原田眞人監督と室井佑月が安倍首相の「政界引退したら、映画プロデューサー」発言に痛烈ツッコミ!

安倍首相が「よかった」と言っている映画は愚作ばかり

室井 でも彼らが思う“伝統”や“民主主義の否定”の映画に限定されちゃうんじゃないかと。審査だってあるだろうし、その人たちは安倍ちゃんとお友だちだったりするだろうし。でも明治と銘打ったら公平にお金出さなきゃおかしいです。そして物書きとしてのわたしの仕事は「この企画はなんで落ちたんだ」といったことを書いていくことです。

原田 そうです。それをそこで掘り起こしてくれないと、表現の自由のいい形には繋がっていきません。

室井 あっ、もうひとつどうしても聞きたいことがあったんです。安倍さんが「政治家にならなかったら映画監督になっていたかも」なんて言っているんです。最近では「首相を辞めたら映画プロデューサーになりたい」なんて言い出してますけど、本当になれると思いますか?

原田 なれるわけないじゃないですか!

室井 やっぱり(笑)。でも怖いもの見たさでどんな作品か観たい気持ちもあるんですが。

原田 そもそも彼がいままで「これ見た」「あれ見た」「よかった」と言っている作品は愚作ばかりですからね。でも本当になりたければうちの助監督として怒鳴りつけながら使ってやりますよ(笑)。

室井 映画っていうよりは、警察が作っている交通安全の啓蒙ビデオみたいになったりして(笑)。

原田 それは鋭い観察だと思います。免許証更新のたびにああいうところにいって、警察の広告が作っている作品を見せられて。どんなやつが作っているんだろうと思っていたけど、そうか。安倍さんみたいな人がつくっているんですね(笑)。しかも、もし安倍さんがプロデューサーになったとしたら、原作は誰を使うかもうわかっているじゃないですか。

室井 そうですよね〜。でも安倍さんてすごい巨額なお金を集めてきそう。でもそれでお友だちのお願いをすぐ聞くから、お友だち企業の商品がむやみやたらに置かれてそう(笑)。

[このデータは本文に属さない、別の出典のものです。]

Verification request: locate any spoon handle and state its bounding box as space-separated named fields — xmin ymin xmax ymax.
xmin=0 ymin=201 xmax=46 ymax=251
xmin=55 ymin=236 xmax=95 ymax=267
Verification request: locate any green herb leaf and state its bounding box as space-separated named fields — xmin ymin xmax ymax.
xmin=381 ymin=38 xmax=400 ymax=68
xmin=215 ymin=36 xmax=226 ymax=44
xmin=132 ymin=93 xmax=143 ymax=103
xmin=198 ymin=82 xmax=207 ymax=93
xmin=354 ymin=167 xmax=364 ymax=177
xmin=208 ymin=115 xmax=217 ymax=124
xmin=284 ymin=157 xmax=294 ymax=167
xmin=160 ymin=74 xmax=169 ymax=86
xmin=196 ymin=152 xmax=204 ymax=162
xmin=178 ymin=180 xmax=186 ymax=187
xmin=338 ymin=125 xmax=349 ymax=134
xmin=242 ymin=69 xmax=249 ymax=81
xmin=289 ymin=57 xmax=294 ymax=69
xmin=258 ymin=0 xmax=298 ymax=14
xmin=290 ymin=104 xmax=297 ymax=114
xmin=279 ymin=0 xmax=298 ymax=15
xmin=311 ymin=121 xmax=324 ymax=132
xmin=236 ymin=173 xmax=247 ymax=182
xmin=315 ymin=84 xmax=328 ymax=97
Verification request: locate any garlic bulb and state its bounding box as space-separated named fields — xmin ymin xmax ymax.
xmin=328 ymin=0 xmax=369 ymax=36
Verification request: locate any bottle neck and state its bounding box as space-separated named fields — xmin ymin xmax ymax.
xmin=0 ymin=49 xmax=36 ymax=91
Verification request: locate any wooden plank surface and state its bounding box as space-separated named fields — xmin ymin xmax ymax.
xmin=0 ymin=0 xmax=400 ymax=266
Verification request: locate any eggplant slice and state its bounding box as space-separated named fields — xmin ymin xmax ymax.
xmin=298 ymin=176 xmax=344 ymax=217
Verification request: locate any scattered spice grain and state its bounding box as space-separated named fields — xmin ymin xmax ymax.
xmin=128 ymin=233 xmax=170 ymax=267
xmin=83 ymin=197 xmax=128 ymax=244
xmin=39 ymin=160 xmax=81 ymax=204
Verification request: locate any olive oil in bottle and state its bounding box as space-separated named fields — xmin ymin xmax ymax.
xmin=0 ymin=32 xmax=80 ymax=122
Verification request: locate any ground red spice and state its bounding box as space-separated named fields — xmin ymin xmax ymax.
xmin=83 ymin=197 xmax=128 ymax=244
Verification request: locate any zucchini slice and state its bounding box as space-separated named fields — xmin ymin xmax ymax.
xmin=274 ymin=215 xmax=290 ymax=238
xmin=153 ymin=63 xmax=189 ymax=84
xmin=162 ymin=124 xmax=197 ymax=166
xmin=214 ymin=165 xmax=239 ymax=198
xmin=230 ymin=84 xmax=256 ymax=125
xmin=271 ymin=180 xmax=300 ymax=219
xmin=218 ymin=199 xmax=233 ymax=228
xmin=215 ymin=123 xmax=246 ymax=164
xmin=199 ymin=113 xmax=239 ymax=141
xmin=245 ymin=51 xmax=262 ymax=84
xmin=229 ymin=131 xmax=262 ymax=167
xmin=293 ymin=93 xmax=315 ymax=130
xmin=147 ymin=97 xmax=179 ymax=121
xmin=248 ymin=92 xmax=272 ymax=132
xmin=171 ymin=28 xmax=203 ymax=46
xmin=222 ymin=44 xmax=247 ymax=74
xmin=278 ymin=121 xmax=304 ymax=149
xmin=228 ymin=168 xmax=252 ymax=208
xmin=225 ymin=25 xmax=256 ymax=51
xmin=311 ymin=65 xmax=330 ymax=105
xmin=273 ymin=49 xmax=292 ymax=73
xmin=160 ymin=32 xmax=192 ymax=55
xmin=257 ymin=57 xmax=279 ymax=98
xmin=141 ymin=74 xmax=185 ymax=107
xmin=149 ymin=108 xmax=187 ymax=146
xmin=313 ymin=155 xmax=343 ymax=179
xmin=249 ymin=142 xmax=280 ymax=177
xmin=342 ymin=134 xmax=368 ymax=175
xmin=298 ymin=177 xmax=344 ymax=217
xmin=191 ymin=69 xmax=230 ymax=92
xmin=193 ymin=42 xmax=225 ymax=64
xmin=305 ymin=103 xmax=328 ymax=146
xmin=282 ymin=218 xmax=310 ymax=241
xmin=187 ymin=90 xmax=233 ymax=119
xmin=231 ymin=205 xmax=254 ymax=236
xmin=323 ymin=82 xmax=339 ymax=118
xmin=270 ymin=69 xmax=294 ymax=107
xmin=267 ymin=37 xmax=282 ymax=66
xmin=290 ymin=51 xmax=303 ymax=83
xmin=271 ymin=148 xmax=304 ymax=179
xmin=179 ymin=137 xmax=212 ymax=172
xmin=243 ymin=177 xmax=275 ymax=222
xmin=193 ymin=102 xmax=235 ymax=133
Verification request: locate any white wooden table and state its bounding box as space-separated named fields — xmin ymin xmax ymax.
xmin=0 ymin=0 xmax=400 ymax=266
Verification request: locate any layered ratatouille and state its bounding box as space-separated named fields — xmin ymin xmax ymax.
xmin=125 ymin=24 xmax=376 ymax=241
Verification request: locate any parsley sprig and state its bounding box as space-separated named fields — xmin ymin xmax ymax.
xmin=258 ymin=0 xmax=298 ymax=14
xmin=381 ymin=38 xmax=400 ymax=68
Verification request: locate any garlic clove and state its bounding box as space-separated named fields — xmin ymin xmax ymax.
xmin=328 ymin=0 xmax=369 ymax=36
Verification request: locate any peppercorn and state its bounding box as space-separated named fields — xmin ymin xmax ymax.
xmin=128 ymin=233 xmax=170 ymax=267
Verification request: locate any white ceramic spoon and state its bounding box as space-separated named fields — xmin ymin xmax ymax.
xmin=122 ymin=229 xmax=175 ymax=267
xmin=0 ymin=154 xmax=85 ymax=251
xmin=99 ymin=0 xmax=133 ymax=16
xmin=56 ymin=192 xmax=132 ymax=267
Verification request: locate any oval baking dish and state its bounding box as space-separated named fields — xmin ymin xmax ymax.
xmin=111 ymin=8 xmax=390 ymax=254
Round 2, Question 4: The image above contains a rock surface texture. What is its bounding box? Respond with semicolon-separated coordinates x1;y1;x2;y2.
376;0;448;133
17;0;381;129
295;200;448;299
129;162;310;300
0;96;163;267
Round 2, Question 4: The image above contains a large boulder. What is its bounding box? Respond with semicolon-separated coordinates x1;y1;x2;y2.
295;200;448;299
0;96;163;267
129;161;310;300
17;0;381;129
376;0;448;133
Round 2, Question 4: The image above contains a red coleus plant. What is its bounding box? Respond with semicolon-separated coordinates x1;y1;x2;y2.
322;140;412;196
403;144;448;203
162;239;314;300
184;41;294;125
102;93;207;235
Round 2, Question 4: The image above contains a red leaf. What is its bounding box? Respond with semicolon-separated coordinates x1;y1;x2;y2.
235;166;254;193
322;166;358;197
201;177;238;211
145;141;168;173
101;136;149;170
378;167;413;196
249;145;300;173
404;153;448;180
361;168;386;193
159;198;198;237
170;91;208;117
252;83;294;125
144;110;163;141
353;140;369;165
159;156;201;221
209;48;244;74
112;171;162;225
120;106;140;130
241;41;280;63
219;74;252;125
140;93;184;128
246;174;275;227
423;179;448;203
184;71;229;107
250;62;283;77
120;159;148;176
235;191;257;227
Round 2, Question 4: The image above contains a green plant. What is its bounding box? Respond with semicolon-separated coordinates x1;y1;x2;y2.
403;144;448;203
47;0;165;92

原田 確かにプロデューサーはお金の面の担当ですからね。しかし監督は具体的なビジョンがないとダメだし、僕が信奉する監督は脚本も自分で書いている人なのでその段階から自分の作りたい世界をイメージできる人。それが本当の映画監督だと思うんです。自分でやりたい作品を考え、比喩隠喩も上手く入れつつ社会風刺も入る作品を作る監督はそう何人もいません。全体的に日本映画は落ちて来ていると思いますし。その中で、もうちょっとプロデューサーが頑張ってリスクのある企画を立てたりできるといいんですけど。おそらく安倍さんはどう考えても脚本を書けるとは思えないし。当初は監督とプロデューサーとの区別がつかなかったんじゃないですか? それで、「自分はいろんなところからお金を引き出してくるのが得意だから、プロデューサーだな」となったのかも。